Récemment, j'ai beaucoup aimé Charly d'Isild Le Besco. C'est un film singulier, qui a une vraie poésie et une vraie force, et puis c'est un film très libre, à tous points de vue, ce qui est rare. J'ai beaucoup aimé La France aussi, pour des raisons similaires même si le film n'a rien à voir.
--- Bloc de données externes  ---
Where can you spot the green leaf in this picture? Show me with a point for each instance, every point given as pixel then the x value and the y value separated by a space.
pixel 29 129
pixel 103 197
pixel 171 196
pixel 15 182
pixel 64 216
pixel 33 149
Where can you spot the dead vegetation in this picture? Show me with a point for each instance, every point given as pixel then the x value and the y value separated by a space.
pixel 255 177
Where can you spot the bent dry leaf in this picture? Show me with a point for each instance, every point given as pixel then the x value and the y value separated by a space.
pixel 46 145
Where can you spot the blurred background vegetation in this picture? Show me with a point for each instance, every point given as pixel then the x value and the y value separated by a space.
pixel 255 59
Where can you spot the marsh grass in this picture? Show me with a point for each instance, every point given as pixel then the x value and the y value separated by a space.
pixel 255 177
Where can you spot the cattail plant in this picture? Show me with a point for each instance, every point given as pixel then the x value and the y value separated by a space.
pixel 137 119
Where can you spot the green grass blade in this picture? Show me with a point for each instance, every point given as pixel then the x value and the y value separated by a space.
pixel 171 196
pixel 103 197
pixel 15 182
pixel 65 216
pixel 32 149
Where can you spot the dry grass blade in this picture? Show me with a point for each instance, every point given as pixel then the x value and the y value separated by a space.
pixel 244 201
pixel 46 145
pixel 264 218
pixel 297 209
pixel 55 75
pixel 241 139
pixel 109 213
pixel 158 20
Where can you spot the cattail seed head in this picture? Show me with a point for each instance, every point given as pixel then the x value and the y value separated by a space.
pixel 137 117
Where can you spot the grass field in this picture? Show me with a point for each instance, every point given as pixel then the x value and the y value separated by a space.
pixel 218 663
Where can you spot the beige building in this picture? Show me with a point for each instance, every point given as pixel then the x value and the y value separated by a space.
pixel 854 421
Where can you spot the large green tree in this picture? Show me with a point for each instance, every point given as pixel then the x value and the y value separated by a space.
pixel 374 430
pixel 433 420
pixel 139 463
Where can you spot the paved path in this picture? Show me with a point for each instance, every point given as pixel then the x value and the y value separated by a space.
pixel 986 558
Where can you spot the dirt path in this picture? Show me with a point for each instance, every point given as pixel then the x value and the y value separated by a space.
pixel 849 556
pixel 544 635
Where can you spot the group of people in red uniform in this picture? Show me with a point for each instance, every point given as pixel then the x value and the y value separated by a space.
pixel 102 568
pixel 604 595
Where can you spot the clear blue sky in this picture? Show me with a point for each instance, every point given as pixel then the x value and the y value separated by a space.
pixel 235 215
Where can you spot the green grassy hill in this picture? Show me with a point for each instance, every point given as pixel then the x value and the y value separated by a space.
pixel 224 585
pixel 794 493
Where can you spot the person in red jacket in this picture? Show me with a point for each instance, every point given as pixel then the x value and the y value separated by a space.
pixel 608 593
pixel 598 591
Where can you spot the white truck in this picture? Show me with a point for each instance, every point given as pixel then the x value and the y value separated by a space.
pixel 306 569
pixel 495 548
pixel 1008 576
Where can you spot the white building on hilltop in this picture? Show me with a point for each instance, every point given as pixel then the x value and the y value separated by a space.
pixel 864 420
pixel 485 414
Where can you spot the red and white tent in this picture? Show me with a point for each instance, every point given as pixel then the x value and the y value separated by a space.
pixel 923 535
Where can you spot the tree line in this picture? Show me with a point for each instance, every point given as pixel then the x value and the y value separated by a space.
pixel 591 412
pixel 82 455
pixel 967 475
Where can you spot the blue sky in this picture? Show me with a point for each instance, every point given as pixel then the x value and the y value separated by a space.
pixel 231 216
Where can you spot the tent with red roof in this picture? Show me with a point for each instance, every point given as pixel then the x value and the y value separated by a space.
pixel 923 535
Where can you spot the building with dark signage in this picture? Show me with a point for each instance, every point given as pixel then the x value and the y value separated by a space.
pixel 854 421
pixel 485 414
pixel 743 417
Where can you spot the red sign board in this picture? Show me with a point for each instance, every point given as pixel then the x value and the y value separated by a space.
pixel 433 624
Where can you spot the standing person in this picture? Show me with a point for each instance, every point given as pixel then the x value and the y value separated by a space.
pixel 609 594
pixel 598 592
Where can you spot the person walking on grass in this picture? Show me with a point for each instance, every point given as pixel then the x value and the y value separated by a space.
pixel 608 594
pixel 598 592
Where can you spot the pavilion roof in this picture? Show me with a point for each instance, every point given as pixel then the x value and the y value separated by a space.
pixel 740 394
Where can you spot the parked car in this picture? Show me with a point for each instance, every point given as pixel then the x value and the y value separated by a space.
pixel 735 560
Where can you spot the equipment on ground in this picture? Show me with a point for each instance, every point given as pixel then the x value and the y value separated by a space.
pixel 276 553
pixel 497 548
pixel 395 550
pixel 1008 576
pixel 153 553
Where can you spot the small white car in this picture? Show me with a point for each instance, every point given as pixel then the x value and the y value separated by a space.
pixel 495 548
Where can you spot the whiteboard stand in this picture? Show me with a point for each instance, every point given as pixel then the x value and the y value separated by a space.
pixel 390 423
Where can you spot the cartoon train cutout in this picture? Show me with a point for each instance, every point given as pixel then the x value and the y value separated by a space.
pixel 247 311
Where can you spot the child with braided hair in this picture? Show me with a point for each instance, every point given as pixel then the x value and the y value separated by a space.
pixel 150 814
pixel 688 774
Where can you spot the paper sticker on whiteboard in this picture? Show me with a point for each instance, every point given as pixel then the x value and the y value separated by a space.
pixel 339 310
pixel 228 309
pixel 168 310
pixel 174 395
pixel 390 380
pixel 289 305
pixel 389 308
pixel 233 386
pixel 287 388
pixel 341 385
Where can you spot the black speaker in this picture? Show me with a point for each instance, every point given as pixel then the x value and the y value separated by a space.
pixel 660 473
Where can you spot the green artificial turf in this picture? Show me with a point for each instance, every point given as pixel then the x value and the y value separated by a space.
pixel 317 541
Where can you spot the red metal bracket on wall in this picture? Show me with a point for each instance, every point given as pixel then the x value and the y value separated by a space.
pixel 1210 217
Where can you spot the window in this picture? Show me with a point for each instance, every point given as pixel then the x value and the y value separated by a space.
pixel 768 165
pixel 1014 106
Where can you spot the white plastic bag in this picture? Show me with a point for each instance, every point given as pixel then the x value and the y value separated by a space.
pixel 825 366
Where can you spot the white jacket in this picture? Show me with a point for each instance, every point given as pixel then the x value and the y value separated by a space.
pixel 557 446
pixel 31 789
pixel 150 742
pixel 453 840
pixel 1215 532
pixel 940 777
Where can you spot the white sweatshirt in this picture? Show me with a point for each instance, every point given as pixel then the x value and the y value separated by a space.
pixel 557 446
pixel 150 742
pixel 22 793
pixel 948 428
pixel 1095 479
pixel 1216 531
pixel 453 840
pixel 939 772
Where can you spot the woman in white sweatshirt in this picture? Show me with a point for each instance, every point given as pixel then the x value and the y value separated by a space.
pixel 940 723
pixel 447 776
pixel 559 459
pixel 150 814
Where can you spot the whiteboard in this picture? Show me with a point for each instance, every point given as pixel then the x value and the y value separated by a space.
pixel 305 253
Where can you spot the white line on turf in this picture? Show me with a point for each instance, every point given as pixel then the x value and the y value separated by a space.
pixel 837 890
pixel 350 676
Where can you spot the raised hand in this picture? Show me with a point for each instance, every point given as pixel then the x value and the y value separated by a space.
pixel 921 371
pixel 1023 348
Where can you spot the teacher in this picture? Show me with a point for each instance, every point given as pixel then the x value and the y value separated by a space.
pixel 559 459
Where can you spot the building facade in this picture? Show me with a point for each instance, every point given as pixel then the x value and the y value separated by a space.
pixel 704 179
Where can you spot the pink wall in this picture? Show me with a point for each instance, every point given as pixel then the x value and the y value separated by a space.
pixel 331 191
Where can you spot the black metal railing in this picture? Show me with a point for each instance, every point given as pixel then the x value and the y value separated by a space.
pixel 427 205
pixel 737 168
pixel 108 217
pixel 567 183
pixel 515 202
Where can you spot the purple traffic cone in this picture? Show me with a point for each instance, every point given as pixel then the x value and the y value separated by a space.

Sinon, certains amis, dont je me sens très proche aussi dans leur rapport au cinéma, commencent à faire des films et j'en attends beaucoup : Elie Wajeman et Ludovic Bergery, qui ont écrit leur premier long-métrage,
Pour ton second film, n'y aura-t-il pas la tentation de voir plus grand, et de prendre moins de risques aussi ?
Pour mon second long-métrage [Le Père de mes enfants, dont le tournage est prévu cet été, ndlr], je veux rester dans la même recherche, le film est un peu plus cher, mais on va rester dans une économie tout à fait modeste ! Non, je ne crois pas que je vais m'installer dans quelque chose de confortable, d'ailleurs cela ne m'attire pas. On avait un peu plus d'1 million pour faire Tout est pardonné. Pour le prochain, il en faudrait 2, surtout pour pouvoir le tourner en 35mm, pas en 16mm comme celui-ci, qui est devenu un format vraiment fragile, presque désuet maintenant (ça m'a coûté 4 mois de restauration !). Le film sera un peu plus long, avec un peu plus de décors, mais il sera fait dans le même esprit que le premier.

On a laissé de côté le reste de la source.